2.2. Propensity score matching (PSM)

The purpose of this article was to compare the benefits of RT for HCC patients with vascular invasion. This was an observational study and so the radiation assignment was not random. Some crucial covariates of the patients in the active treatment and control groups were heterogeneous and possibly affected the outcomes. Therefore, we further compared the survival rate between the radiation‐treated and untreated cohorts by using the 1:1 nearest neighbor matching by univariate analysis, setting the caliper as 0.02. The PSM process has been applied to minimize selection bias and approximately balanced the baseline covariates under analytic settings between the groups.22

2.3. Statistical analysis

The primary endpoint of this study was overall survival (OS). Using chi‐square test, patient characteristics were compared between radiation‐treated and control patients. Covariates in the study included multiple level factors (such as age, gender, race, tumor size, vascular invasion, primary tumor lesion, node, metastasis, stage refer to Derived AJCC Stage Group (6th), differentiation grade, AFP, and degree of fibrosis). The SEER data recorded a small number of tumor lesions that are larger than 20 cm.

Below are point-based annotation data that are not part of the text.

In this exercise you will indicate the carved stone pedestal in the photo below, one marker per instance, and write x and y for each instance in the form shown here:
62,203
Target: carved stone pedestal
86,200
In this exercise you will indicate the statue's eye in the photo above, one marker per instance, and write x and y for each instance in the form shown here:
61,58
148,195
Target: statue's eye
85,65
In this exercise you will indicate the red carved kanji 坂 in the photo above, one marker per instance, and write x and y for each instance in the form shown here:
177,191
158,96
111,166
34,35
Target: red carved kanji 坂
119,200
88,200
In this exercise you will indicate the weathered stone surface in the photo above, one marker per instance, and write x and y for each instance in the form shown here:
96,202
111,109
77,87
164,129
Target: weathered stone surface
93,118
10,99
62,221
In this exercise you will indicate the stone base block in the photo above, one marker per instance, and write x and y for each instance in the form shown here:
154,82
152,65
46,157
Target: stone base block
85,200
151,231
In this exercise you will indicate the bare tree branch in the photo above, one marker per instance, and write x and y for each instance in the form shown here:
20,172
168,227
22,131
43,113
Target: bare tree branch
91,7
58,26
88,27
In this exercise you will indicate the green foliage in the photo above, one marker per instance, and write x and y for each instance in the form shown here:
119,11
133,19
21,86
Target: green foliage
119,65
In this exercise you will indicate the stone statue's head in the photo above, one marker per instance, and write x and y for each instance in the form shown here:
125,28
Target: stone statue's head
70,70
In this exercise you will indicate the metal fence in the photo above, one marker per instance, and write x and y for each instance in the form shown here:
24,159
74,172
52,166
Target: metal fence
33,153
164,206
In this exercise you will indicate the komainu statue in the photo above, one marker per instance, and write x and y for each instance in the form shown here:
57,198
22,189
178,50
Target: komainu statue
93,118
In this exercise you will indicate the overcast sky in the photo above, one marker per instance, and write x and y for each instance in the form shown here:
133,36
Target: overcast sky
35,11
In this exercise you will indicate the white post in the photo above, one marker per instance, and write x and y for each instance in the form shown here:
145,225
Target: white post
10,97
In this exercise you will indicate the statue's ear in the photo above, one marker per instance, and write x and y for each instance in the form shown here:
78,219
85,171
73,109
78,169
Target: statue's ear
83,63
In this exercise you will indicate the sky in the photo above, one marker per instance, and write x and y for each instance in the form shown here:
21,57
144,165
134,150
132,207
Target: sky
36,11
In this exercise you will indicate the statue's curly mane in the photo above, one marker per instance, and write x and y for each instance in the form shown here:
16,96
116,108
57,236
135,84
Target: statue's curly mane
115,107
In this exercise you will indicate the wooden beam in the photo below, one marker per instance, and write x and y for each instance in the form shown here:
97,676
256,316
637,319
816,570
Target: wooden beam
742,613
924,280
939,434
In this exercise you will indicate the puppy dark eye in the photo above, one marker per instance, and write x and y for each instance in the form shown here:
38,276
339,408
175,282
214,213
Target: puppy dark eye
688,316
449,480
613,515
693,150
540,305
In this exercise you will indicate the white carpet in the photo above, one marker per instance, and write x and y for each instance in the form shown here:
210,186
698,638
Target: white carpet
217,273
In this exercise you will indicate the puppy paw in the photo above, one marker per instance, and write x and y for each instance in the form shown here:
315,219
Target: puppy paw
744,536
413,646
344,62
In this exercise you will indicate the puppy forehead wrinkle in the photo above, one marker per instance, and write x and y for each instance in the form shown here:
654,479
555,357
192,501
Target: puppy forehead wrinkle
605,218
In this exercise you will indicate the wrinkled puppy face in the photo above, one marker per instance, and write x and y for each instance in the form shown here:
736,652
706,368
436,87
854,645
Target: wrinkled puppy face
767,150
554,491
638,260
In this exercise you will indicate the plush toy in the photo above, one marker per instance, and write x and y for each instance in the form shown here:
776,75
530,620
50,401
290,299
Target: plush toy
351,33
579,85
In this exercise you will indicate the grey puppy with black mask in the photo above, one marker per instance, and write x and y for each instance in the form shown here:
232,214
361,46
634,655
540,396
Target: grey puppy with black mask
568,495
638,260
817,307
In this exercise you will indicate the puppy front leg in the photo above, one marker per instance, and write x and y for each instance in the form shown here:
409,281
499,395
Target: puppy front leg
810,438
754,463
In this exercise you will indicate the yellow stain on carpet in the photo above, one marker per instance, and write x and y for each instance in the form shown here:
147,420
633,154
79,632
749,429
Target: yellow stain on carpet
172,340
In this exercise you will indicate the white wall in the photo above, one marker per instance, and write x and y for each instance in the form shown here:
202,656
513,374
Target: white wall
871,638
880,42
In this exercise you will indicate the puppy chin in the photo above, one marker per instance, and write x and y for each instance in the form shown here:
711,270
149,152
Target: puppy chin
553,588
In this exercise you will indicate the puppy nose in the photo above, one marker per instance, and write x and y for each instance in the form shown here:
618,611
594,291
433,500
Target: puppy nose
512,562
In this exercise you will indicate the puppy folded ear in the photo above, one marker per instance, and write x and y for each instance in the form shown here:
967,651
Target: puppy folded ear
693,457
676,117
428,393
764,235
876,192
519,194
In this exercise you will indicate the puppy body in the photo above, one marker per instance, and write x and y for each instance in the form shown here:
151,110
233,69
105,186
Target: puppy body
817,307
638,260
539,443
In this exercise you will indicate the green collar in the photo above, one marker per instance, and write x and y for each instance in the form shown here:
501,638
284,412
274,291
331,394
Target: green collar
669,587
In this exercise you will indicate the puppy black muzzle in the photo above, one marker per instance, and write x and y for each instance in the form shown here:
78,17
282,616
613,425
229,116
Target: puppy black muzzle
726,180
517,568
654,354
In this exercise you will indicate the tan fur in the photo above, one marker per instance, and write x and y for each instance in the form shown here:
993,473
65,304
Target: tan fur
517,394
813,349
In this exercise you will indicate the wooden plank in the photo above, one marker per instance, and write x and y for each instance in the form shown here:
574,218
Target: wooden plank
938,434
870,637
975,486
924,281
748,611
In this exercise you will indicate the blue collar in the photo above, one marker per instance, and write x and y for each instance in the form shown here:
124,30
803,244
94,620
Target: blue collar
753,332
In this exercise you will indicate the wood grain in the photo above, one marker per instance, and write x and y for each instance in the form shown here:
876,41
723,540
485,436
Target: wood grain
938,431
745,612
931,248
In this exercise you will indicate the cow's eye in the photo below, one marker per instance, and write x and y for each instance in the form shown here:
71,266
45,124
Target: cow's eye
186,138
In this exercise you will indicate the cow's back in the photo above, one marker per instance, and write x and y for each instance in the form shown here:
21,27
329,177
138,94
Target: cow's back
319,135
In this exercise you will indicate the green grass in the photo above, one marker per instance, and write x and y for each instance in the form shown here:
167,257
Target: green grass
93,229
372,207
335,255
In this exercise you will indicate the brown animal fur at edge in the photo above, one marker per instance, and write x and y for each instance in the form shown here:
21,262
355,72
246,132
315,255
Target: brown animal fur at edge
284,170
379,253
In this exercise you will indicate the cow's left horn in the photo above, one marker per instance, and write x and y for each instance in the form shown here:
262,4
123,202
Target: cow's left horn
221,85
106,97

We thought that these may be inconceivable, and so were included to know the participation statistics partially. The propensity score was used to reduce the selection bias. Kaplan‐Meier analysis was used to estimate OS before and after PSM. We conducted a log‐rank test to compare the survival differences for patients, lesions, and treatment‐related characteristics. For multivariate analysis in the matched population, we constructed a Cox proportional hazards model to identify the predictors of survival. P values <0.05 were considered to be statistically significant. All statistical analyses were performed with IBM SPSS Statistics 22.0 (IBM, Armonk, NY, USA).

3. RESULTS

3.1. Baseline Characteristics

From 2004 to 2013, 53 842 patients with newly diagnosed HCC were identified in the SEER data set. Based on the eligibility criteria (described in the study population), a total of 5166 patients diagnosed with advanced HCC associated with major vascular invasion were selected. Of these, 3181 met the inclusion criteria of the study. The radiation‐treated and untreated cohorts included 308 (9.7%) and 2873 (90.3%) patients, respectively (Figure 1). Baseline characteristics of the patients, tumor, and treatment‐related factors are summarized in Table 1.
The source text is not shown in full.